An air quality advisory for Metro Vancouver and the Fraser Valley has been lifted.
On Saturday, Metro Vancouver cancelled the advisory that has been in place since Aug. 1.
"Air quality throughout the region has now improved as a result of a change in the weather pattern," the regional authority said in a statement.
Much of the region has been sitting under hazy skies due to wildfires in the Interior of B.C. Winds pushed smoke from those fires to the South Coast.
The haze prompted concerns about elevated concentrations of fine particulate matter and, at times, higher than usual concentrations of ground level ozone.
On Thursday, Environment Canada forecast that southwesterly winds over the weekend would push some of the smoke out of the region.
A cold front is also on its way which should help tamp down particulates in the air.

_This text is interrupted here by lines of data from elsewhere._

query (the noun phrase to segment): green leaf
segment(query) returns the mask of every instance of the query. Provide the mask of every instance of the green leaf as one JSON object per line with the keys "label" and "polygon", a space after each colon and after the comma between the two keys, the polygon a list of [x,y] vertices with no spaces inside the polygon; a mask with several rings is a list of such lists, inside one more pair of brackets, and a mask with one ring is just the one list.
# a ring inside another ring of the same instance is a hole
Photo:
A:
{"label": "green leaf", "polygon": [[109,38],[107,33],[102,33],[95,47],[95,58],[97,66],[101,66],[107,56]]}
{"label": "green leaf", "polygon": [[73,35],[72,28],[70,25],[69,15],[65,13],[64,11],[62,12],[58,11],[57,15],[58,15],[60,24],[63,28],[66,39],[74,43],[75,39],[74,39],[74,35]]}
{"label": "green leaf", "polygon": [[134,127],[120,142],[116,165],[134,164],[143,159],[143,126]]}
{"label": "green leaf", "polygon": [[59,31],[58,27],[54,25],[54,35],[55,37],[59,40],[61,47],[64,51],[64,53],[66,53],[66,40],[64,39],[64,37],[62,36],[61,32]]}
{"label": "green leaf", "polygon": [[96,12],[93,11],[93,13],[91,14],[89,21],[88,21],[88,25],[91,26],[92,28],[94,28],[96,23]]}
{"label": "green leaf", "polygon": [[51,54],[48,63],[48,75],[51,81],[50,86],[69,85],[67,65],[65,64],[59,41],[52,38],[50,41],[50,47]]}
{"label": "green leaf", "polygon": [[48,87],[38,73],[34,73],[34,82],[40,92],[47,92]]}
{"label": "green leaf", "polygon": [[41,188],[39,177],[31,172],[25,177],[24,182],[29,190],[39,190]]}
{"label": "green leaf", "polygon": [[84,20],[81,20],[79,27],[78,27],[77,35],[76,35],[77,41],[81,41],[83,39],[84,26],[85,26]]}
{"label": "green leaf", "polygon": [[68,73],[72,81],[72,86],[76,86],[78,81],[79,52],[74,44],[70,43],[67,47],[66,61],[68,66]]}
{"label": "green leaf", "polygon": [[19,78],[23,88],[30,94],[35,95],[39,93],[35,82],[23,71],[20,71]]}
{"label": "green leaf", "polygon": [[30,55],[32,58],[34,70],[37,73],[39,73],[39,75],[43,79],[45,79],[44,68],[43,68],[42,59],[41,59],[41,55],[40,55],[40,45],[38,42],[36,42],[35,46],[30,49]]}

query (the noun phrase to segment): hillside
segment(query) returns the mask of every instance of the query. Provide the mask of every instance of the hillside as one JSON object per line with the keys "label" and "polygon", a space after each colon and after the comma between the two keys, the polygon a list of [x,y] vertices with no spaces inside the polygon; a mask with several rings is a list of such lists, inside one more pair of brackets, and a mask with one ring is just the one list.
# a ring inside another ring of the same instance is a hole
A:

The air in the Central Fraser Valley was at one point rated at 10 on a scale of 10, considered a "high risk," on the Air Quality Health Index.
But on Saturday at 1:00 p.m. PT, the rating was down to 1.
Areas closer to wildfire zones, such as Quesnel in the B.C. Interior are still rated very high at 11, considered a "very high risk."
B.C. Wildfire Service says the amount of earth scorched this fire season so far is the second highest since 1950 — at twice the size of Greater Vancouver.